En el caso más reciente y doloroso, un menor perdió la vida después de ser atropellado por uno de estos vehículos mientras se encontraba con su familia a la orilla del mar.

Sin duda alguna, esta tragedia nos obliga a formularnos algunas preguntas incómodas: ¿hasta qué punto hemos normalizado situaciones de riesgo? ¿Estamos actuando demasiado tarde frente a un fenómeno que creció más rápido que nuestras normas?

Y es importante precisar algo desde el inicio: el problema no son los vehículos, ni las personas que disfrutan utilizarlos. Sería un grave error caer en la descalificación fácil o convertir una afición legítima en otro estigma social, como los cientos que ya tenemos.

Innegablemente este tipo de vehículos cumplen funciones importantes en actividades agrícolas, ganaderas, turísticas y recreativas; además, existe toda una comunidad de usuarios responsables que utilizan estos vehículos con disciplina y respeto.

Sin embargo, una actividad legítima también requiere reglas claras cuando comienza a generar consecuencias colectivas.

Y tenemos que poner las cartas claras sobre la mesa: este debate ya no puede, ni debe limitarse únicamente a los accidentes.

Desde hace tiempo diversas voces han señalado los efectos ambientales que el uso de este tipo de vehículos puede generar cuando ingresan sin regulación a áreas naturales, dunas costeras y zonas ecológicas sensibles.
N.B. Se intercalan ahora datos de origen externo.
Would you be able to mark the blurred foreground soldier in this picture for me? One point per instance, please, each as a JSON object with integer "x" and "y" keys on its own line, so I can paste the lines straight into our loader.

El deterioro de vegetación, la alteración de ecosistemas y los daños provocados por rutas improvisadas han abierto una discusión cada vez más visible sobre los límites entre el aprovechamiento y la conservación.
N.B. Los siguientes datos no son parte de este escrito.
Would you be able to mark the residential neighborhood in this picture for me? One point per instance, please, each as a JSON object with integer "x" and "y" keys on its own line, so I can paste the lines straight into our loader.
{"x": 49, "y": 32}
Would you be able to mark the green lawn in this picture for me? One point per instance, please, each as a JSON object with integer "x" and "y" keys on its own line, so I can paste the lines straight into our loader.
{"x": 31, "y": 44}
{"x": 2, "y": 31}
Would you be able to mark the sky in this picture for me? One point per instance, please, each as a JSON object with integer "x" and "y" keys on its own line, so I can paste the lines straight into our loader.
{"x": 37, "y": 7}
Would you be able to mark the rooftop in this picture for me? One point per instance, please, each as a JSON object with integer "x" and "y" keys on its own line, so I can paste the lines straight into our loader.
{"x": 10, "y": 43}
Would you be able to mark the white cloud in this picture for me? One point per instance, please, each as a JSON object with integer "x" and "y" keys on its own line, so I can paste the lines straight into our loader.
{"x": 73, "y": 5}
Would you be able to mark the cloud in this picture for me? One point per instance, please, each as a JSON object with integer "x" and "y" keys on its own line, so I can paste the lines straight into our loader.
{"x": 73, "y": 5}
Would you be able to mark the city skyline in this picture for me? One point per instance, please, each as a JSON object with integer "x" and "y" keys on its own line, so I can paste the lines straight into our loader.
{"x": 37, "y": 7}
Y aquí conviene hacer una reflexión importante: en Tamaulipas hemos adquirido una mala costumbre: legislar cuando el problema ya se convirtió en crisis. Pareciera que necesitamos acumular accidentes, daños o tragedias antes de reconocer que una realidad social cambió y que nuestras leyes se han quedado, por decir lo menos, “cortas”.

En este particular caso, otras entidades federativas entendieron esto desde hace tiempo; diversos estados han comenzado a establecer restricciones para circulación en ciertas áreas naturales, delimitación de zonas autorizadas, requisitos para operadores, horarios de uso y medidas obligatorias de seguridad.

Y no lo hicieron para prohibir una actividad o para afectar a quienes practican este tipo de recreación; lo hicieron porque comprendieron que el fenómeno estaba creciendo sin control suficiente.

Regular no significa prohibir. Regular significa ordenar. Significa reconocer que el disfrute de una actividad termina donde comienza el riesgo para terceros. Significa entender que hay espacios compartidos entre familias, turistas, deportistas, comerciantes y personas que simplemente buscan un momento de tranquilidad, los cuales deben ser respetados.

Tal vez sea momento de abrir una discusión seria desde el ámbito legislativo sobre la creación de un marco normativo específico que establezca reglas claras para el uso de estos vehículos: delimitación de áreas permitidas, medidas de seguridad obligatorias, supervisión, sanciones para conductas irresponsables y criterios ambientales para proteger ecosistemas vulnerables.

Porque las leyes no se crean para limitar las libertades de las personas; se crean para hacer posible una convivencia responsable entre ellas.

Y quizá la pregunta ya no sea si necesitamos regular este fenómeno… la verdadera pregunta es que más estamos dispuestos a tolerar —o dejar pasar— para hacerlo.